Will & Will
/ wenn dort die Wildkits singen, bricht mir das Herz entzwei …«
»Mannomann«, sage ich, »du bist ja der geborene Sänger. Du klingst wie Pavarotti.«
»Nur dass Gary ein Bariton ist«, sagt Jane. Ihre Musikbesessenheit erstreckt sich offensichtlich auch auf die Oper.

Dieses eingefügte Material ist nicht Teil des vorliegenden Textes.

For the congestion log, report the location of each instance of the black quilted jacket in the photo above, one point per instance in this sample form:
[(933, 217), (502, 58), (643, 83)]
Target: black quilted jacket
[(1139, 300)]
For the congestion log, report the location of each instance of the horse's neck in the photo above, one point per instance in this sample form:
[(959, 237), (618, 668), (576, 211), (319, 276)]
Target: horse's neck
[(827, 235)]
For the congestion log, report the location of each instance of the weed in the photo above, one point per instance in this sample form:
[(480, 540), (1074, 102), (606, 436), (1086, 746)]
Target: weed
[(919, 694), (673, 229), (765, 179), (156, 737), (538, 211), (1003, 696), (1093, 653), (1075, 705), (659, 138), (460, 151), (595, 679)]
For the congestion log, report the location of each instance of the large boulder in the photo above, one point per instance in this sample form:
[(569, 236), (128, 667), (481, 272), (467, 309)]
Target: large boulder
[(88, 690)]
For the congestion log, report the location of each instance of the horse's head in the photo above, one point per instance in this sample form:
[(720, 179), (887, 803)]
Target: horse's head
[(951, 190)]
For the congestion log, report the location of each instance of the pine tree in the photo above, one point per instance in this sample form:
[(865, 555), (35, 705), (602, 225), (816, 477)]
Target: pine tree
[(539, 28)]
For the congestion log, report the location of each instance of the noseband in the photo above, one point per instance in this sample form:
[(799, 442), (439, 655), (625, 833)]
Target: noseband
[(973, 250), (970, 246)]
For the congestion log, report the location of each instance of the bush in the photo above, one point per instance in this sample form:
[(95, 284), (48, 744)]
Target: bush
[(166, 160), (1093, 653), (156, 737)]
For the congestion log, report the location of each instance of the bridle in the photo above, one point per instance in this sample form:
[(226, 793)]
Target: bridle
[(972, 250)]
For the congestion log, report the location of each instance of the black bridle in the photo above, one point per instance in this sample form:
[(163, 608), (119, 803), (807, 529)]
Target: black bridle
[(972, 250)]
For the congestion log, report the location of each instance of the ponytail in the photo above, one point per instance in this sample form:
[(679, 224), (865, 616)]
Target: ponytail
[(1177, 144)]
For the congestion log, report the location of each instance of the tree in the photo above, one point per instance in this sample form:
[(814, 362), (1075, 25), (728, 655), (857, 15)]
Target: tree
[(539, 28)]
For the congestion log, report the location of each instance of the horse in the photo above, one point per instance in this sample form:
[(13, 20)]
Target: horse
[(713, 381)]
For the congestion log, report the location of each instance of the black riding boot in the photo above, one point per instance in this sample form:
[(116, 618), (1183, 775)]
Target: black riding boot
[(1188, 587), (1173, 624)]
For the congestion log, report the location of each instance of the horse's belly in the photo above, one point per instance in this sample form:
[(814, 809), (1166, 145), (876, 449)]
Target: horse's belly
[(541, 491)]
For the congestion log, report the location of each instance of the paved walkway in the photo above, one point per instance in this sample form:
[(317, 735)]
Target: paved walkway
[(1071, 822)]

Tiny schnippt aufgeregt mit den Fingern und zeigt auf Gary. »Du! Du! Du! Du bist Kaleb! Glückwunsch!«
»Du willst, dass ich die fiktionale Ausgabe meines eigenen Ex-Freundes spiele?«, fragt Gary. »Nein danke!«
»Dann Phil Wrayson! Ist mir egal. Such dir eine Rolle aus. Mein Gott, du singst besser als alle anderen zusammen.«
»Ja!«, sage ich. »Ich nehm dich.«
»Aber dann muss ich ein Mädchen küssen«, sagt er. »Wie eklig.« Ich kann mich nicht daran erinnern, dass mein Alter Ego im Stück irgendwelche Mädchen küsst, und will gerade Tiny danach fragen, aber er lässt mich nicht zu Wort kommen und sagt nur: »Ich hab’s noch mal überarbeitet.« Tiny umschmeichelt Gary noch ein bisschen und schließlich stimmt er zu und will Phil Wrayson spielen, und ganz ehrlich, ich bin froh drüber.
Als wir alle rausgehen, in Richtung Cafeteria, dreht sich Gary zu mir um, legt den Kopf schief und mustert mich.

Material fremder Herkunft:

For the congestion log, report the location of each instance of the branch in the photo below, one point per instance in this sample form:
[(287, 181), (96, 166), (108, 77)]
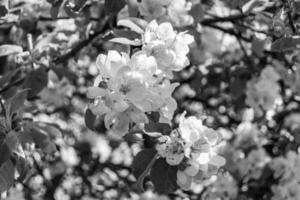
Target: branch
[(225, 19), (45, 18), (289, 14), (80, 45), (228, 31)]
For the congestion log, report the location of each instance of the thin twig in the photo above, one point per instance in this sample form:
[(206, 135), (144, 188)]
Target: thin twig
[(79, 46)]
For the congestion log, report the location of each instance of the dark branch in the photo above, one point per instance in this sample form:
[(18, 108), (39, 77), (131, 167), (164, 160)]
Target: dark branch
[(80, 45)]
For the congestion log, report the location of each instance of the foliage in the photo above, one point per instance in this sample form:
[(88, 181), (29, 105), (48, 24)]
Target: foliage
[(149, 99)]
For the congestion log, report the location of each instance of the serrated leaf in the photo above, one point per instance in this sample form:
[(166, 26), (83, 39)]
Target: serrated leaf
[(89, 119), (126, 41), (163, 128), (163, 177), (54, 10), (258, 46), (15, 103), (12, 140), (285, 44), (296, 7), (8, 49), (3, 8), (22, 166), (139, 22), (131, 35), (7, 175), (249, 6), (34, 133), (4, 80), (142, 165), (5, 153), (36, 81), (131, 25), (70, 11)]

»Wie fühlt es sich eigentlich an, Will Grayson zu sein? Ich muss das unbedingt wissen, ich brauch die Innenperspektive, weißt du.« Er lacht, scheint aber tatsächlich auf eine Antwort zu warten. Ich dachte bis vor Kurzem immer, Will Grayson zu sein würde einfach bedeuten, ich zu sein. Offensichtlich stimmt das nicht. Der andere Will Grayson ist auch Will Grayson, und jetzt will Gary sich auch noch in mich verwandeln.
»Maul halten und nix an sich ranlassen«, sage ich.

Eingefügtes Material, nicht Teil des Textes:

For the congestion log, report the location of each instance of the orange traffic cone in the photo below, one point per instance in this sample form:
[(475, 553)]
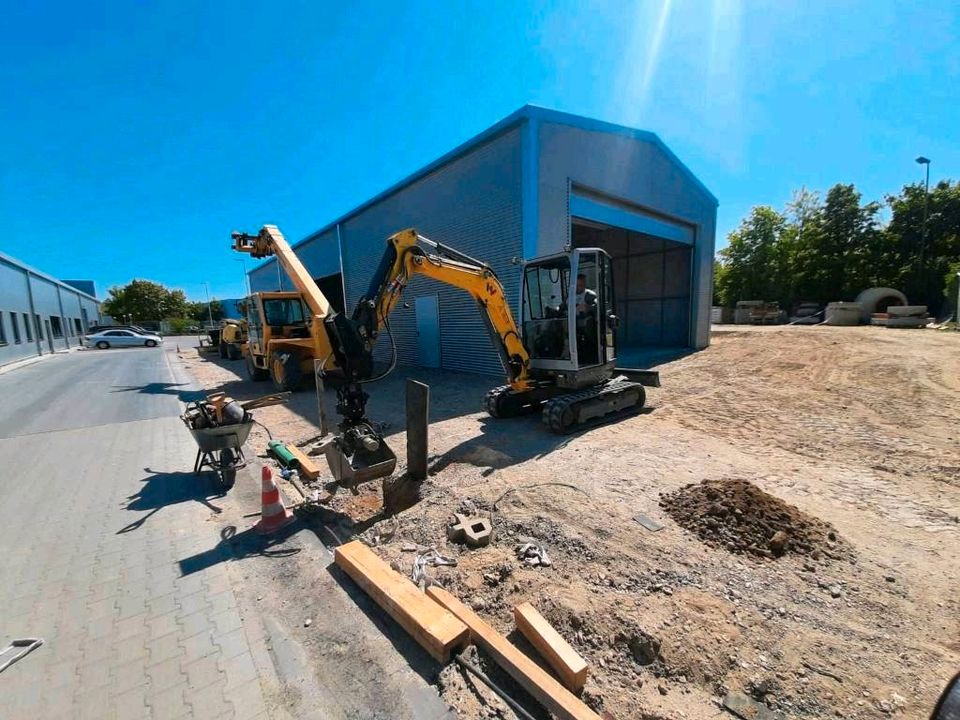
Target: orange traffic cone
[(274, 515)]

»Was für große Worte.« Gary grinst. »Ich glaube, ich werde den Phil Wrayson mit denselben Eigenschaften wie einen Felsblock am Ufer ausstatten: in sich ruhend, schweigsam und – wenn man bedenkt, wie wenig er sich bewegt – erstaunlich wohlgeformt.«
Alle lachen bis auf Tiny, der gerade wieder eine SMS schreibt. Am Ende des Flurs sehe ich Ethan an die Vitrine mit den Wildkit-Pokalen gelehnt dastehen, seinen Rucksack über der Schulter. Ich geh zu ihm und sage: »Nicht schlecht heute«, und er sagt: »Hoffentlich bin ich nicht zu sexy, um dich zu spielen.« Er grinst. Ich grinse zurück, obwohl er es auch ein klein wenig ernst gemeint hat. »Dann sehen wir uns am Freitag bei Clint?«, fragt er.
»Ja, vielleicht«, sage ich. Er schiebt sich den Rucksack auf die Schulter, nickt mir zu und trollt sich. Ein paar Schritte hinter mir höre ich Tiny in dramatischem Tonfall betteln: »Bitte sagt mir, dass das alles gut wird!«
»Alles wird gut«, sagt Jane. »Auch mittelmäßige Schauspieler können ganz groß rauskommen.«
Tiny holt tief Luft, schüttelt sich dann einen Gedanken aus dem Kopf und sagt: »Du hast recht. Das Ganze ist größer als die Summe seiner Teile. Fünfundfünfzig Leute haben für
mein Stück vorgesungen! Meine Haare sehen heute super aus! Ich habe eine Zwei für meinen Englisch-Aufsatz bekommen!« Sein Handy zwitschert. »Und da trudelt gerade wieder eine SMS von meinem neuen Lieblingswillgrayson ein. Du hast recht, Jane. Es wird schon alles!«
zwölf
es fängt an, als ich von chicago nach hause komme. da hab ich bereits siebenundzwanzig sms von tiny auf meinem handy. und er hat siebenundzwanzig von mir. was mich schon mal den größten teil der zugfahrt gut beschäftigt hat.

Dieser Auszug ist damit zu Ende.